Monday, Feb. 08, 1937
Buffalo Bronzes
Melt copper with tin and you get bronze, probably the oldest, certainly one of the most useful alloys in the world. Last week the Albright Art Gallery of Buffalo popped into the spotlight with an exhibition illustrating the history of bronze-casting from about 3000 B.C. to the 20th Century. Eschewing such utilitarian objects as Roman swords, motorboat propellers and bank tellers' cages, the gallery has assembled a collection of 173 statuettes, all of them of first rank, only one (a Degas figurine) the property of the Albright Art Gallery. Most liberal lenders were New York's Metropolitan Museum, which offered 33 pieces, the Boston Museum of Fine Arts, which loaned 26. Such private collectors as John Pierpont Morgan, Jules Semon Bache, William Randolph Hearst, George Blumenthal, Mrs.
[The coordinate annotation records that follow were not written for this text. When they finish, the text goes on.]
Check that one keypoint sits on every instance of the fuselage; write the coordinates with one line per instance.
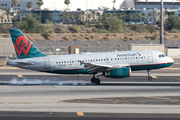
(73, 64)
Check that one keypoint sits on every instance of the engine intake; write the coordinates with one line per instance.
(119, 73)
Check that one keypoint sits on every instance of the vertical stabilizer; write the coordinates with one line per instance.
(24, 48)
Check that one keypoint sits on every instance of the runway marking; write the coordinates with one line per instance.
(156, 97)
(19, 75)
(153, 76)
(80, 113)
(19, 103)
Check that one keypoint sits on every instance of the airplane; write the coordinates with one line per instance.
(117, 64)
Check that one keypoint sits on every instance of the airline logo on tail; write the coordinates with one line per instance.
(22, 45)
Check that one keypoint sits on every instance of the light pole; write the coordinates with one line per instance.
(162, 25)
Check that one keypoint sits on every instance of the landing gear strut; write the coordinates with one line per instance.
(149, 75)
(95, 80)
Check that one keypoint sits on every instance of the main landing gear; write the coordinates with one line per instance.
(95, 80)
(149, 75)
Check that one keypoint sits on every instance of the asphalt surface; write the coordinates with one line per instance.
(86, 116)
(63, 97)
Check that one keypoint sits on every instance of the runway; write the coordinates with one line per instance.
(121, 98)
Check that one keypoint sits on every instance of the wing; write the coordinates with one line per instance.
(93, 67)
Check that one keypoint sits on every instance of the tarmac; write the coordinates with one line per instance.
(33, 95)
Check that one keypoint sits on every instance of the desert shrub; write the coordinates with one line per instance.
(155, 36)
(76, 28)
(47, 35)
(174, 30)
(92, 36)
(5, 36)
(128, 38)
(139, 28)
(172, 23)
(176, 36)
(114, 34)
(3, 30)
(66, 38)
(59, 30)
(74, 35)
(51, 30)
(98, 43)
(165, 32)
(148, 37)
(151, 28)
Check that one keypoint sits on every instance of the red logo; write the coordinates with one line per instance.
(22, 44)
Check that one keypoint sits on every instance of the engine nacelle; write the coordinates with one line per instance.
(119, 73)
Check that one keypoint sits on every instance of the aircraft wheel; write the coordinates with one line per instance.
(93, 80)
(97, 81)
(150, 78)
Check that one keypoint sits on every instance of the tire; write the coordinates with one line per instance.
(150, 78)
(93, 80)
(97, 81)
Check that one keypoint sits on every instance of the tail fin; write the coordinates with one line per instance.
(24, 48)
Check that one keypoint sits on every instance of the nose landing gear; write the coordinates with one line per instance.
(149, 75)
(95, 80)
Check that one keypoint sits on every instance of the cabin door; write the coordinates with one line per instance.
(46, 63)
(149, 57)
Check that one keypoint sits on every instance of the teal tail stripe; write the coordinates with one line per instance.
(24, 48)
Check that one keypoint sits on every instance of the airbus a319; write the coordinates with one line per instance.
(108, 64)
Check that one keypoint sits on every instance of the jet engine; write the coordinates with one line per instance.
(119, 73)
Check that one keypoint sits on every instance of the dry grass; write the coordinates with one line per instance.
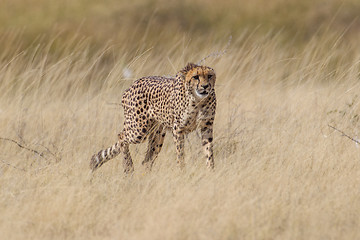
(281, 173)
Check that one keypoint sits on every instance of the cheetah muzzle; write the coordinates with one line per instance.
(154, 105)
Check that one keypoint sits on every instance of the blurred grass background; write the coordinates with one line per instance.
(152, 22)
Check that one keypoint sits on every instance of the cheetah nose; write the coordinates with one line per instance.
(205, 86)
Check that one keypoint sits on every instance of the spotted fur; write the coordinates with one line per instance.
(153, 105)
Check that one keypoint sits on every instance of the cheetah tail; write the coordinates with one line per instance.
(104, 155)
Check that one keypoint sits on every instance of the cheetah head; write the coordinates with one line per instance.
(200, 80)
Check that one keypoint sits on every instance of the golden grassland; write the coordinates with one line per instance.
(281, 172)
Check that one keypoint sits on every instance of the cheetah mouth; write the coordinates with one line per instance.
(201, 93)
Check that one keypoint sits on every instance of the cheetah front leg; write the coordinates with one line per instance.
(206, 130)
(179, 142)
(156, 140)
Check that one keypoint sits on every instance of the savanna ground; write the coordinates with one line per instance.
(291, 70)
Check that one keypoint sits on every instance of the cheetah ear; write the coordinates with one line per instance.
(187, 68)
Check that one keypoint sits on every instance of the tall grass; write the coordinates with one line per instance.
(281, 172)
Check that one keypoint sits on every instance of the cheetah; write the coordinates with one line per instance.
(153, 105)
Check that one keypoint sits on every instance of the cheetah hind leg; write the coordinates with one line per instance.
(156, 140)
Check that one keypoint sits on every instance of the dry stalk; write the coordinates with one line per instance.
(344, 134)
John Davison Rockefeller Jr. chipped in, too.
Best of Buffalo's bronzes: two owls dated approximately 1122 B.C.; a gilt Buddha whose first private owner, the Empress Dowager's Viceroy Tuan Fang, acquired it by building a brand new temple for the monks who had guarded it; a group of Renaissance pieces from the Dreyfus collection, just bought by Andrew Mellon for his new national museum (TIME, Jan. 11); two Benvenuto Cellinis; David with the Head of Goliath, only known bronze by Luca della Robbia beside his famed doors for the Florence Cathedral; the earliest of six known figures by Daumier of "Ratapoil," his famed caricature of a Bonapartist agitator.
If the Albright Gallery had nothing of its own to match these in quality there was at least one other public service it could perform. It published an elaborate catalog illustrating each piece with a full-page plate and giving a scholarly introduction to each section of the catalog. These were not prepared by the Buffalo Museum's staff but by leading authorities in the U. S. on each particular field. Orientalist Arthur Upham Pope wrote on Persian bronzes, the Metropolitan's Gisela M. A. Richter covered those of Greece and Rome, Art Dealer Stephan Bourgeois wrote on modern bronzes.
Footing the bill for all this was one of the leading squash racquet and polo players in the U. S., Seymour Horace Knox. Son of a Woolworth partner and a potent investment banker in his own right, Poloist Knox has a burning ambition to make East Aurora and the Buffalo district as famed for polo as Long Island. He was captain of the squash racquets team sent to Britain in 1935. His active interest in art is recent. To date his private collection consists of one Utrillo bought a few months ago, and the collector's bug.